Auf der parkartigen Anlage „Vladslo“, ca. 20 Kilometer südlich von Ostende, sind mehr als 25.000 deutsche Soldaten und wenige Frauen begraben. Bekannt geworden ist der Friedhof durch die Figurengruppe „Trauerndes Elternpaar“ von Käthe Kollwitz. Die aus belgischem Granit geformten Figuren tragen die Gesichtszüge von Käthe und Karl-Heinz Kollwitz.
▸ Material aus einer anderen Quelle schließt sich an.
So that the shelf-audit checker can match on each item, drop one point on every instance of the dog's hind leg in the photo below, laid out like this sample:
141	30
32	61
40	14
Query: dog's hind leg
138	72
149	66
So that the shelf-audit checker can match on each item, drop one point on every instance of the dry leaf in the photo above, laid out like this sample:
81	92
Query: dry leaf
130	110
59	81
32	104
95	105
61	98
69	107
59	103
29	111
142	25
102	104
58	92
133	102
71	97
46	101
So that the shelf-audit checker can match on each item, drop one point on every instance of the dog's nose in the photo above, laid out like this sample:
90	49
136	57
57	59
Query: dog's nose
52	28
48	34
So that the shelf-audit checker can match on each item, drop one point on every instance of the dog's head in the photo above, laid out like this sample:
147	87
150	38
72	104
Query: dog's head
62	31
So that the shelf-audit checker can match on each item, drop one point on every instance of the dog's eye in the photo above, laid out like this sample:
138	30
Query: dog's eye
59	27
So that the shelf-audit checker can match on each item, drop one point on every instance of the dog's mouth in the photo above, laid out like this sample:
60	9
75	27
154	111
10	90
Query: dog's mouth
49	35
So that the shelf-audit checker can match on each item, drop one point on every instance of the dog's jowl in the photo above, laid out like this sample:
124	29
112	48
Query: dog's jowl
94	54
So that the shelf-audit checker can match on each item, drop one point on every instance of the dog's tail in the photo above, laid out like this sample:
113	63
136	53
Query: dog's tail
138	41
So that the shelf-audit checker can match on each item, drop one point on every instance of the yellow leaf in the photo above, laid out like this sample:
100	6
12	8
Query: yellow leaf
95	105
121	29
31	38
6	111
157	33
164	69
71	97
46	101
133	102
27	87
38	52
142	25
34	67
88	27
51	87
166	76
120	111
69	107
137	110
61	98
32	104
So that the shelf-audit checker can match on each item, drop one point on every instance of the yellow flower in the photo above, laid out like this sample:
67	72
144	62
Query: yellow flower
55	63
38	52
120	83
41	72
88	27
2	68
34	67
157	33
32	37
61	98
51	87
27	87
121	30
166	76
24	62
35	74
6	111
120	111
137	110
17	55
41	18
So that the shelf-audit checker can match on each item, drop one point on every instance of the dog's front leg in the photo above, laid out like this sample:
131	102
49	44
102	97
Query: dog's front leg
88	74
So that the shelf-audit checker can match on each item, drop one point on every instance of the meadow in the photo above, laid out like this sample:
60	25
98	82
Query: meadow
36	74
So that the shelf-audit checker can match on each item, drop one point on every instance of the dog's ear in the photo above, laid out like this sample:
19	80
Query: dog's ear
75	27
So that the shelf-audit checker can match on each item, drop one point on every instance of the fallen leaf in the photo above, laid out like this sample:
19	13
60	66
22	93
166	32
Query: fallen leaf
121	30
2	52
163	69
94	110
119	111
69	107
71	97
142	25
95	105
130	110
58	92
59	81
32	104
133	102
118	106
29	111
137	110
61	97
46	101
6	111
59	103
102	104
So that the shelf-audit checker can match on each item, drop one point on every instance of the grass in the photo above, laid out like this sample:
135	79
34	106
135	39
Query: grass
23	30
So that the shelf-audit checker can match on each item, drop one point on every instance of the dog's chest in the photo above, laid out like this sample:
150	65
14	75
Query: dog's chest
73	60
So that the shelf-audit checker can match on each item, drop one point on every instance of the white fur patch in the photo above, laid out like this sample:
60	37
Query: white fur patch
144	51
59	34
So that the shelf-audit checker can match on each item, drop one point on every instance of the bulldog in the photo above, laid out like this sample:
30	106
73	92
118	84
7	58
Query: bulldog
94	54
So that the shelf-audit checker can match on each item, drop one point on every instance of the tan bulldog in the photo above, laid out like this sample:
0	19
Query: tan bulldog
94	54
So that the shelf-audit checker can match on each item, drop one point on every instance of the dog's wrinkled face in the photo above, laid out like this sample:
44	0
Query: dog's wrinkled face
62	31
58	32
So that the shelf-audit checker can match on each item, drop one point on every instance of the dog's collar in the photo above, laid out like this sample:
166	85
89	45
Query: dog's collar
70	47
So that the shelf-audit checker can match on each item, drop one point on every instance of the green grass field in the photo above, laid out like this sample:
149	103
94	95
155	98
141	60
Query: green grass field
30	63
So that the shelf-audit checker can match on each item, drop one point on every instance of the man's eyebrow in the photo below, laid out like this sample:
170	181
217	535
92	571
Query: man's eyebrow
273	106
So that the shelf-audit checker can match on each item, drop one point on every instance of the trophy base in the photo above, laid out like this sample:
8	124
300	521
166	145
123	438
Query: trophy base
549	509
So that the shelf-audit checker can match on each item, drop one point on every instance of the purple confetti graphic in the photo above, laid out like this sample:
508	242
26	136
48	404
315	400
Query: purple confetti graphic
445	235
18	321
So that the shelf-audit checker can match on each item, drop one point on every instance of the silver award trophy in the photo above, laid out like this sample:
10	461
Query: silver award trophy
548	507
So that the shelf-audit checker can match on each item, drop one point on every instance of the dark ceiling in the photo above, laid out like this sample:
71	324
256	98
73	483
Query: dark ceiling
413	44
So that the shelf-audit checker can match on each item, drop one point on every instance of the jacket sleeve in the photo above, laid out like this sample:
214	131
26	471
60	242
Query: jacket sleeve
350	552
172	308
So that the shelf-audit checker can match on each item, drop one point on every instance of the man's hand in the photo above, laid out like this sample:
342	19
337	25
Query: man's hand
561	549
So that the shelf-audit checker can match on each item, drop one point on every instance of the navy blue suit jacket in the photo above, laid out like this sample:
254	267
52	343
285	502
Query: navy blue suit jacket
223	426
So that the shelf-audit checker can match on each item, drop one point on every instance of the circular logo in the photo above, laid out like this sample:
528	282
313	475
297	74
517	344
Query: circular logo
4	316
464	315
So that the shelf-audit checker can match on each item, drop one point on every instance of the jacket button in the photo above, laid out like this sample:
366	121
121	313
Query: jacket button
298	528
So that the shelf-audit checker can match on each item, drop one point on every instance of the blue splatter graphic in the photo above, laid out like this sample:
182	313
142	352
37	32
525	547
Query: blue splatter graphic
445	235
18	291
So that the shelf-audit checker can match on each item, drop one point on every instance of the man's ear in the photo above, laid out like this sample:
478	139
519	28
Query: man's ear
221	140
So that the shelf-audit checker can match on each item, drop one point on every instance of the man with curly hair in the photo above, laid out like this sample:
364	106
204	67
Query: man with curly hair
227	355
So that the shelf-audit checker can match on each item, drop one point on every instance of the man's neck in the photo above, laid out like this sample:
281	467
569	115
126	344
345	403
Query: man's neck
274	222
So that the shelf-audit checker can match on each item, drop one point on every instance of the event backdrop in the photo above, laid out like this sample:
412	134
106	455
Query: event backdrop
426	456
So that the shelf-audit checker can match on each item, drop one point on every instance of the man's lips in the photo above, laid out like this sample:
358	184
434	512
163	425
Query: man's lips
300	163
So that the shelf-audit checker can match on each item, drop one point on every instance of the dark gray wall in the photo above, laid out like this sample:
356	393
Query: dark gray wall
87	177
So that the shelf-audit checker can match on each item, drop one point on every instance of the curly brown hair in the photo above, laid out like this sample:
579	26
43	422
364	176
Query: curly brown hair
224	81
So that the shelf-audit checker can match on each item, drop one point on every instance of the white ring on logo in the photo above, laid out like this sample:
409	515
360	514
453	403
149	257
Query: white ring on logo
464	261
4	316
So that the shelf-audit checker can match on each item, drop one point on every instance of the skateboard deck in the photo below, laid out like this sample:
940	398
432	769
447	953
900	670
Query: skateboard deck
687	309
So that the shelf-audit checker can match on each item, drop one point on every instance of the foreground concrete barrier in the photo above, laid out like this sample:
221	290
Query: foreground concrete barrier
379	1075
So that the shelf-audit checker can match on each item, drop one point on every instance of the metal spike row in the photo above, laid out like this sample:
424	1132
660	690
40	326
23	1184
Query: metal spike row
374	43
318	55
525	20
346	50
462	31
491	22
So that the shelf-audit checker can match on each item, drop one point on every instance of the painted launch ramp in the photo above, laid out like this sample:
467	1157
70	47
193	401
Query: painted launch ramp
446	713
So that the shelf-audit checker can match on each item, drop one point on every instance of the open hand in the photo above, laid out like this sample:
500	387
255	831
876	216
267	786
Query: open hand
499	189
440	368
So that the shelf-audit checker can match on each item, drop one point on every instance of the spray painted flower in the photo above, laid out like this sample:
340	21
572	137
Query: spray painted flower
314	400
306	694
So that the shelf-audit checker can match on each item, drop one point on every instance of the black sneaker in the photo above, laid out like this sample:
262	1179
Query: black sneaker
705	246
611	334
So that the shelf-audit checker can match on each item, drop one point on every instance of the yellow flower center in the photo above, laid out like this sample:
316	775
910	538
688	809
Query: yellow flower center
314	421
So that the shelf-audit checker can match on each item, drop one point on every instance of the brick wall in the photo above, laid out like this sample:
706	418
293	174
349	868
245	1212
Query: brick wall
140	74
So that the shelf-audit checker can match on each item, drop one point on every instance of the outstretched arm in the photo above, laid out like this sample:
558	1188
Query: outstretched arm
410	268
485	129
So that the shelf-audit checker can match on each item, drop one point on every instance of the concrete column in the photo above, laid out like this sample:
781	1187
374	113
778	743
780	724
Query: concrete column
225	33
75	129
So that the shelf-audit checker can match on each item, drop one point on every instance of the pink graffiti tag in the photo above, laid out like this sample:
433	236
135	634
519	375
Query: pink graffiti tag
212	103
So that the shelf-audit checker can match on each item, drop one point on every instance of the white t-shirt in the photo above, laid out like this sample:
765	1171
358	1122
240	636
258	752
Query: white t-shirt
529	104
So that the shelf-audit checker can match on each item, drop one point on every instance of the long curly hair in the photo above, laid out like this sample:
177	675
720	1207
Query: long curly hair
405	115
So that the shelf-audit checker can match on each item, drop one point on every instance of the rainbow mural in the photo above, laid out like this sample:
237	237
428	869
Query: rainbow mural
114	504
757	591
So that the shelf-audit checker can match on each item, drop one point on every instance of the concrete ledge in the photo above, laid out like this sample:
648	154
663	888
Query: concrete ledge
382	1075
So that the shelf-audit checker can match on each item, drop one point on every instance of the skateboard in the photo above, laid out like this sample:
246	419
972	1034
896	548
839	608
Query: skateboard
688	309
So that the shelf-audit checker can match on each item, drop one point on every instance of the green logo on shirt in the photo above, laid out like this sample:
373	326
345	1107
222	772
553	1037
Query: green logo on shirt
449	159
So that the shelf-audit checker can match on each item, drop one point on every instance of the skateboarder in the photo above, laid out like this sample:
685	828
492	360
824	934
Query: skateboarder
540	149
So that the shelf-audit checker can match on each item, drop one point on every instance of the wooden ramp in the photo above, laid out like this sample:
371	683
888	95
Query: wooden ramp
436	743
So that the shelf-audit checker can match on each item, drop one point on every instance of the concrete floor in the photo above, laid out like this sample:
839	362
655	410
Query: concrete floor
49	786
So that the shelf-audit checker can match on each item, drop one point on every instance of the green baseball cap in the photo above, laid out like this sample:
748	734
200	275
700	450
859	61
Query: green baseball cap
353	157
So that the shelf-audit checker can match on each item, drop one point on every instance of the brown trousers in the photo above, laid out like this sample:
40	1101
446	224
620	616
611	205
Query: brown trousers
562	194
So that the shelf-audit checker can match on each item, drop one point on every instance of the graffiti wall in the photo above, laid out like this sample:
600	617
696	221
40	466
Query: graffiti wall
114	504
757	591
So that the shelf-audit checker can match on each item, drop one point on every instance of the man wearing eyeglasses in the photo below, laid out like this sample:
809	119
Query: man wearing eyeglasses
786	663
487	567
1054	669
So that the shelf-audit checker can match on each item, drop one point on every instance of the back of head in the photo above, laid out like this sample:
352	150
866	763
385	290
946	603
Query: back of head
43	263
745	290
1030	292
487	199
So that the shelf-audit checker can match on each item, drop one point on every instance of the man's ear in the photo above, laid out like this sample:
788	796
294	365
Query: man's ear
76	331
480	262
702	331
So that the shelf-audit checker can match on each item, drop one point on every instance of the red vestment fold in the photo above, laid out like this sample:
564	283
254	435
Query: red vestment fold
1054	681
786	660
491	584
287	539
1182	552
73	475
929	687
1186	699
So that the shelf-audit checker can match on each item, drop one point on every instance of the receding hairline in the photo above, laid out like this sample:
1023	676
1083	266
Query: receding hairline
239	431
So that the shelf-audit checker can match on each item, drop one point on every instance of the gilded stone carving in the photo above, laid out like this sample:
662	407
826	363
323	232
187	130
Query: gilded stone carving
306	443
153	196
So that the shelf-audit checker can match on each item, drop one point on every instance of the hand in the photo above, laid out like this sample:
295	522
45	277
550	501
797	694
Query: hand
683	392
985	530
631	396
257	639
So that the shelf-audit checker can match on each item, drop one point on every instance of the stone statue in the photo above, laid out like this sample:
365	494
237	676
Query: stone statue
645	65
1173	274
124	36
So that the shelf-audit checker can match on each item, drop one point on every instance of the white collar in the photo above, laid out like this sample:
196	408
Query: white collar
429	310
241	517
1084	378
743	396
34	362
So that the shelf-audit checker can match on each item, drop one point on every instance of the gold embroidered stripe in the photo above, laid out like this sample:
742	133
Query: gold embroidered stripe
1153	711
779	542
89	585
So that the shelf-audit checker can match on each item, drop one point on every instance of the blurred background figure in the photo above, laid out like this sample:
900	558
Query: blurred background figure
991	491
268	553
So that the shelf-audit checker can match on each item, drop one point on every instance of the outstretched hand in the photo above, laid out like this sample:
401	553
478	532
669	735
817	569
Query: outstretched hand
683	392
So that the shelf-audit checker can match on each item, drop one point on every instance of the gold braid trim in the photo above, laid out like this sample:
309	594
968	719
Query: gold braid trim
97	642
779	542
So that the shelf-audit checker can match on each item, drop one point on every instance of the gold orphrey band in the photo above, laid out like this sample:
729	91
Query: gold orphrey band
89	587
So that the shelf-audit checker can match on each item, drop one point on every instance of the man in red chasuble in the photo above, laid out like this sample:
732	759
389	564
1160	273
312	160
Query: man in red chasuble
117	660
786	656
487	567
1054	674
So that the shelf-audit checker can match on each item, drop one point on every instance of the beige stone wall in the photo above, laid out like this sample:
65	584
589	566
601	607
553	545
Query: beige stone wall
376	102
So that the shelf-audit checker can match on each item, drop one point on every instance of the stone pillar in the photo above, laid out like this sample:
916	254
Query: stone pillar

Sie sind der Grabstelle ihre Sohnes Peter zugewandt, die unmittelbar vor der Figurengruppe liegt.

Auf dem Soldatenfriedhof „Langemarck“ sind heute etwa 45.000 deutsche Soldaten und einzelne Soldaten der Alliierten Truppen begraben. Viele davon liegen in dem großen Gemeinschaftsgrab unmittelbar am alten Eingangsbereich des Friedhofes. Hier wie auch anderswo gilt das inzwischen füreinander gereifte Verständnis: „Im Leben ein Feind, im Tode vereint!“ Der Friedhof wird u.a. durch restaurierte Bunker und dazwischenliegende Granitblöcke mit Inschriften der Spender geprägt, die die deutsche Frontlinie im Ersten Weltkrieg nachzeichnen. Im Jahre 2006 wurde an der Nordseite ein tunnelartiges Gebäude Eingangsgebäude errichtet und erst 2015 wurden das alte Eingangsgebäude sowie die Wege und Flächen der Kriegsgräberstätte renoviert und mit einer Gedenkveranstaltung des Volksbundes Deutscher Kriegsgräberfürsorge wieder eröffnet. „Frieden“, ist die Zeitschrift des Volksbundes überschrieben, den man nach den Besuchen sich über den Gräbern der unzähligen Toten des Krieges nur wünschen kann.

Nach den belastenden und bedrückenden Erkenntnisse der ersten Seminartage war die Erkundung der alten Hanse- und heutige Weltkulturerbe-Stadt Brügge unter fachkundiger Führung ein entspannendes Element des viertägigen Seminars.